I never liked pictures with a moral, unless it was so subtly expressed that I was unaware of its preaching. Such movies as “The Ten Commandments,” and more recently the “King of Kings,” impressed me as gorgeous spectacles, but too flagrant in their moralizing, so that in parts I was bored to the point of antagonism. A renovated production of “Ten Nights in a Barroom” was so bad it bordered on a screamingly funny burlesque. Just recently, however, I saw “White Shadows in the South Seas,” and was surprised to discover how deeply I was affected by the propaganda.

Over-sexed plays were always more or less repulsive. I remember especially “Flesh and the Devil” with the Garbo-Gilbert combination and an older one starring Gloria Swanson and Valentino. I liked neither. The former embarrassed and the latter bored me.

I have always been unrestrained in my emotions at a motion picture. My uncontrollable weeping at sad movies has been a never-ending source of mortification. I recall first shedding tears over the fate of some deserted water-baby when I was about eight years old, and I have wept consistently and unfailingly ever since, from “Penrod and Sam” to “Beau Geste.” The latter, which I liked as well as any picture I have ever seen, caused actual sobbing both times I saw it. I weep at scenes in which others can see no pathos whatsoever. Recently I have refused to see a half-dozen notably sad shows because of their distressing effects.

I do not believe the movies have ever stimulated me to a real thought, as books have done. Neither have they influenced me on questions of morals, of right and wrong. They have given me a more or less fluctuating standard of the ideal man – in general, the good-looking, dreamy, boyish type – and the kind of lover he must be – sincere, thoughtful, and tender. They have given me my ideas of luxury – sunken baths, silken chaises-lounges, arrays of servants and powerful motors; of historical background – medieval castles, old Egyptian palaces, gay Courts; and of geographical settings – the moonlit water framed in palms of the South Seas, the snow fields of the far North, the Sahara, the French Riviera, and numerous others. I suppose they have from time to time influenced my conception of myself; although I was not aware of this until recently when I saw “A Woman of Affairs,” the film version of Michael Arlen’s “Green Hat.” For days after I was consciously striving to be the “Gallant Lady”; to face a petty world squarely and uncomplainingly; to see things with her broad, sophisticated vision; even to walk and to smoke with her serene nonchalance. I, too, wished to be a gallant lady.

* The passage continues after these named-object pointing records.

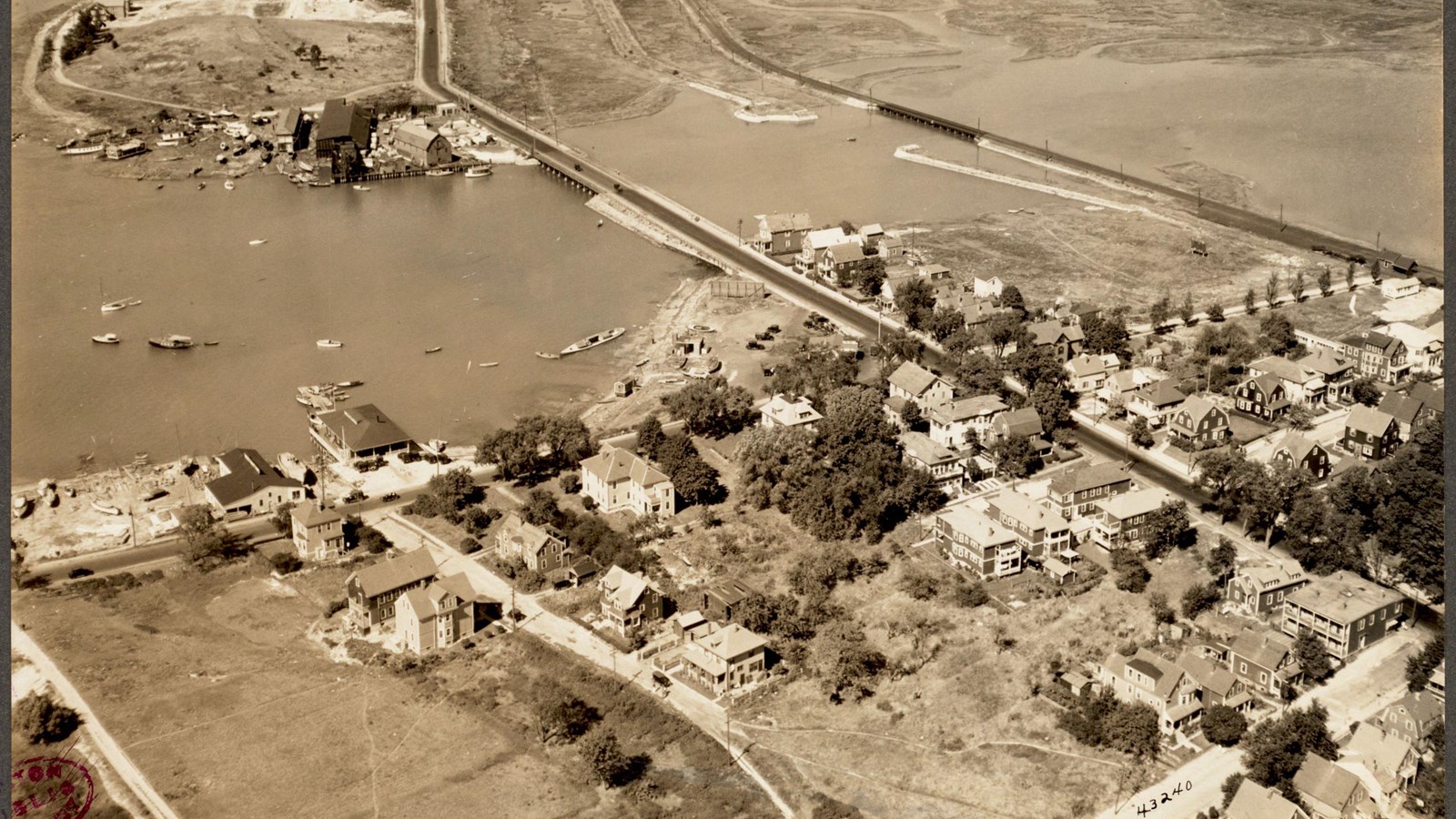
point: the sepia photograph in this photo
(727, 409)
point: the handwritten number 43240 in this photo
(1167, 796)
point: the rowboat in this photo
(594, 339)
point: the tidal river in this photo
(491, 270)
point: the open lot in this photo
(213, 685)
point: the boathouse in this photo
(359, 431)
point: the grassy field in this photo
(213, 687)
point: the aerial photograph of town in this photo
(727, 409)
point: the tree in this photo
(207, 544)
(1365, 390)
(1200, 598)
(604, 758)
(1223, 726)
(1274, 749)
(1186, 310)
(1132, 571)
(711, 407)
(564, 719)
(1159, 310)
(1168, 528)
(1296, 286)
(650, 436)
(846, 665)
(41, 720)
(1162, 612)
(1140, 433)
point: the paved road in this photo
(21, 643)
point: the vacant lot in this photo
(213, 687)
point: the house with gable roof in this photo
(630, 601)
(1300, 452)
(1332, 792)
(440, 614)
(1150, 680)
(1370, 433)
(619, 480)
(1254, 800)
(375, 589)
(915, 383)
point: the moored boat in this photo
(172, 341)
(594, 339)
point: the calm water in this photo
(488, 268)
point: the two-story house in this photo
(1331, 792)
(921, 387)
(1266, 662)
(1299, 452)
(439, 614)
(1344, 611)
(375, 589)
(1259, 589)
(541, 550)
(1198, 420)
(318, 532)
(1150, 680)
(945, 467)
(1155, 402)
(972, 541)
(1075, 493)
(1263, 397)
(1378, 356)
(1038, 531)
(965, 423)
(1120, 522)
(619, 480)
(630, 601)
(1370, 433)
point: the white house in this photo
(621, 480)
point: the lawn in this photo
(213, 685)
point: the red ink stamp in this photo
(50, 787)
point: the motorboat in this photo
(172, 341)
(594, 339)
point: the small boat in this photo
(172, 341)
(594, 339)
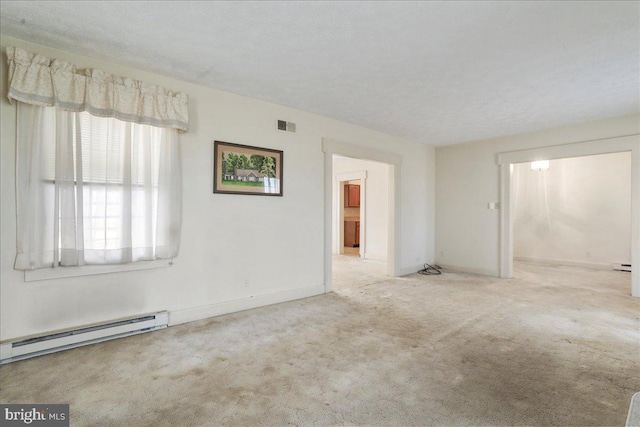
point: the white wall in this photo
(577, 211)
(216, 272)
(376, 203)
(468, 177)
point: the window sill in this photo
(88, 270)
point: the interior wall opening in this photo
(360, 220)
(574, 212)
(507, 161)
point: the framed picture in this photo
(241, 169)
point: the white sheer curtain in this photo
(94, 190)
(98, 168)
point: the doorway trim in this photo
(506, 160)
(331, 147)
(338, 236)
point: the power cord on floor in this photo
(431, 270)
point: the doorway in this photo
(388, 246)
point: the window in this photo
(95, 185)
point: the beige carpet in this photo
(555, 346)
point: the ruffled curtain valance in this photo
(36, 79)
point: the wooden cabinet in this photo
(352, 234)
(351, 196)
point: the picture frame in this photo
(244, 169)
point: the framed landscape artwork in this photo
(241, 169)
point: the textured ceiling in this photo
(433, 72)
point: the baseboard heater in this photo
(91, 334)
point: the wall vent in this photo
(286, 126)
(91, 334)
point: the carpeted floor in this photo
(555, 346)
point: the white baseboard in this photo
(565, 263)
(177, 317)
(470, 270)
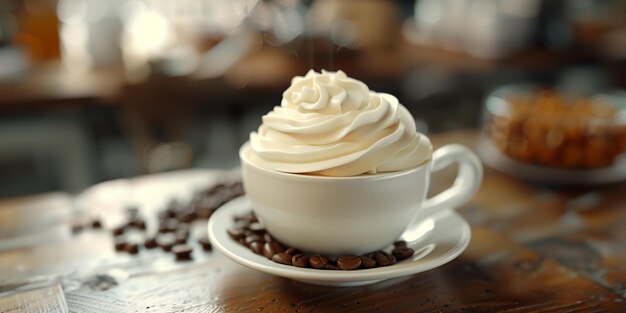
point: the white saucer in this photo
(437, 240)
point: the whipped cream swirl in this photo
(330, 124)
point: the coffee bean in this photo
(271, 248)
(253, 238)
(402, 253)
(118, 231)
(181, 236)
(318, 261)
(300, 260)
(120, 244)
(367, 262)
(236, 233)
(186, 216)
(132, 211)
(237, 189)
(400, 243)
(348, 262)
(292, 251)
(96, 224)
(241, 224)
(205, 243)
(137, 224)
(282, 258)
(77, 228)
(332, 267)
(182, 252)
(204, 213)
(166, 241)
(257, 247)
(169, 225)
(257, 228)
(383, 258)
(150, 243)
(131, 248)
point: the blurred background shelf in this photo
(149, 86)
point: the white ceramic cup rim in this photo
(377, 176)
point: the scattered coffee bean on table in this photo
(131, 248)
(293, 251)
(174, 223)
(118, 231)
(182, 252)
(318, 261)
(367, 262)
(96, 224)
(137, 223)
(77, 228)
(300, 260)
(182, 236)
(205, 243)
(120, 244)
(150, 243)
(166, 241)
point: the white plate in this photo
(494, 158)
(437, 240)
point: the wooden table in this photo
(533, 249)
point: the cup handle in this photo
(467, 181)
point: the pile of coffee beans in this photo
(173, 224)
(84, 225)
(548, 129)
(248, 232)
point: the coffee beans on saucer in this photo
(247, 231)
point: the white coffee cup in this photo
(358, 214)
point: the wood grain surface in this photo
(533, 248)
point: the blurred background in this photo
(93, 90)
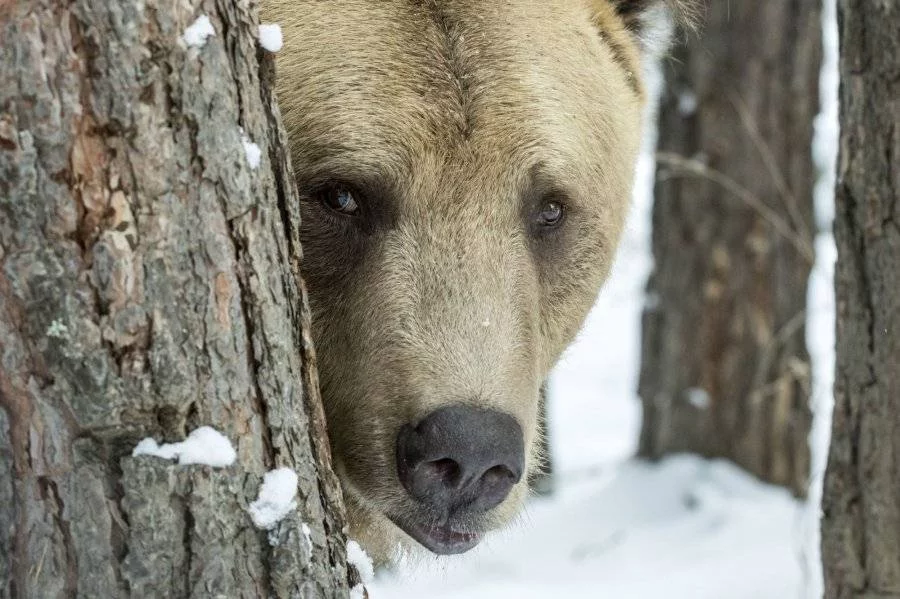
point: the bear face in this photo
(465, 170)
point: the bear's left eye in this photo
(340, 199)
(551, 214)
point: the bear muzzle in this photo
(456, 464)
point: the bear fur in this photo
(452, 125)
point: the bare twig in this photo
(689, 166)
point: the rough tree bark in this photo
(861, 502)
(725, 371)
(147, 286)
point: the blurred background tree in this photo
(725, 370)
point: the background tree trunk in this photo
(725, 371)
(861, 502)
(147, 287)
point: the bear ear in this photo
(653, 22)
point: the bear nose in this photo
(461, 458)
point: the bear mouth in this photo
(440, 538)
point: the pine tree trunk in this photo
(147, 287)
(725, 371)
(861, 502)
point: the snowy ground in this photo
(685, 528)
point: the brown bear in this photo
(465, 167)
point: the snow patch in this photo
(58, 329)
(358, 557)
(307, 534)
(698, 398)
(205, 445)
(195, 35)
(687, 103)
(358, 592)
(275, 499)
(270, 37)
(251, 151)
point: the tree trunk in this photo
(861, 502)
(725, 371)
(147, 287)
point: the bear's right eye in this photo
(339, 199)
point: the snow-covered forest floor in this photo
(684, 528)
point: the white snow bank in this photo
(205, 445)
(251, 151)
(195, 35)
(270, 37)
(358, 592)
(275, 499)
(681, 529)
(357, 556)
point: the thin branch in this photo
(692, 167)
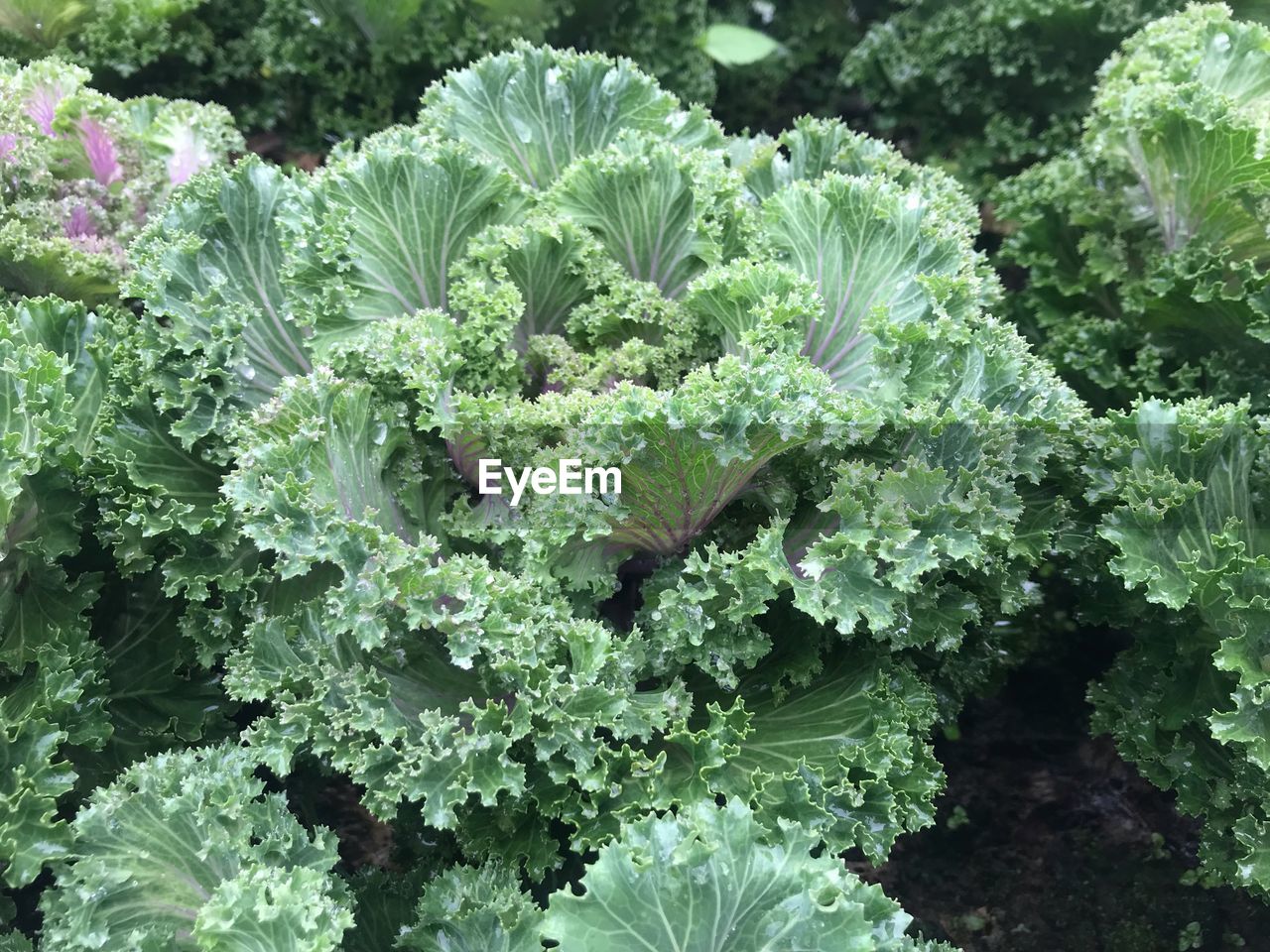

On the whole, I doubt if the movies have wielded much of an influence on my life; not because they were incapable of it, but because they have had too little opportunity. In my youth, my family discouraged attendance at the local cinema, and as I grew older, I formed other interests. Since the first of October, I have seen no more than ten pictures. Two of these impressed me immensely; three of them I could not sit through. Last year I used to go mainly to hear the organ music, but with the advent of the Vitaphone, this attraction is dispensed with. I dislike the stage shows presented at the leading theaters, and also the “talkies.” I usually attend a movie for rest and relaxation, and a bellowing, hollow voice or a raucous vaudeville act does not add to my pleasure. I like my movies unadulterated, silent, and far-between.

Comments: American sociologist Herbert Blumer’s Movies and Conduct presents twelve studies of the influence of motion pictures upon the young, made by the Committee on Educational Research of the Payne Fund, at the request of the National Committee for the Study of Social Values in Motion Pictures. The study solicited autobiographical essays, mostly from undergraduate students of the University of Chicago, and presented extracts from this evidence in the text. This extract comes from Appendix C, ‘Typical Examples of the Longer Motion Picture Autobiographies’.